Software Cyber Security

We are seeking a highly skilled and experienced Principal Software Cyber Security Engineer I to implement cybersecurity assurance, including anti-tamper and embedded cybersecurity frameworks, for product lines with Department of Defense (DoD) applications.

As a cybersecurity engineer, you'll help tackle a diverse set of challenging technical and engineering activities in a collaborative, Agile environment, leveraging technical and interpersonal skills in a structured team framework. The position involves aiding testing efforts and related activities across multiple platforms and technologies- like embedded hardware, phased-array systems, space payloads, and radio frequency solutions, using advanced techniques and methodologies.
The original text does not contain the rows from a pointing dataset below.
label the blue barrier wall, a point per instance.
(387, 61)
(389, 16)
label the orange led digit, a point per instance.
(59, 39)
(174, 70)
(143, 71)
JOB DUTIES AND RESPONSIBILITIES

• Design and deploy anti-tamper and embedded cybersecurity frameworks for DoD-focused product lines.
• Lead software analysis, code analysis, requirements analysis, software review, and interface design to ensure secure systems.
• Design, code, and debug applications in C/C++, Python, and Shell Scripting, with a focus on secure software development.
• Manage Linux distributions using Yocto Project for embedded systems and ensure robust Linux administration.
• Work in a cross-functional engineering team environment, leveraging Agile methodologies and tools like Jira, Confluence, Docker, and GitLab.
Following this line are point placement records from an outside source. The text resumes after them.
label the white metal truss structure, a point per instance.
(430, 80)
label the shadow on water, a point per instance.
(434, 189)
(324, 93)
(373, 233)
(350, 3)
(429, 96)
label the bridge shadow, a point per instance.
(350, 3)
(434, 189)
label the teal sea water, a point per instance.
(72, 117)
JOB REQUIREMENTS AND MINIMUM QUALIFICATIONS

• Bachelor s or higher degree in Computer Science, Software Engineering, or a Cyber Security related field.
• 9 years in software development or cybersecurity, with 5+ years in application security or system hardening in a senior role.
• Expertise in software analysis, code analysis, requirements analysis, software review, and interface design.
• Proficiency in designing, coding, and debugging applications in C/C++, Python, and Shell Scripting.
• Strong knowledge of Linux administration and creating Linux distributions using Yocto Project for embedded systems.
• Experience with Jira, Confluence, Docker, and GitLab.
• Must possess (or obtain within six months of employment start date) a DoD 8570.01-M certification (e.g., Security+, CISSP).

PREFERRED EXPERIENCE

• Knowledge of embedded systems to conduct research and evaluate potential vulnerabilities.
• Experience integrating static analysis tools and evaluating CWE criticality findings in software solutions based on mission requirements.
• Solid understanding and hands-on experience with DISA Security Technical Implementation Guides (STIGs).
• Strong understanding of NIST SP 800-160, System Security Engineering (SSE) principles, NIST SP 800-37 (Risk Management Framework), and NIST SP 800-53 (Security Controls).
• Capacity to mentor and assist other Quality Assurance team members in adopting best practices.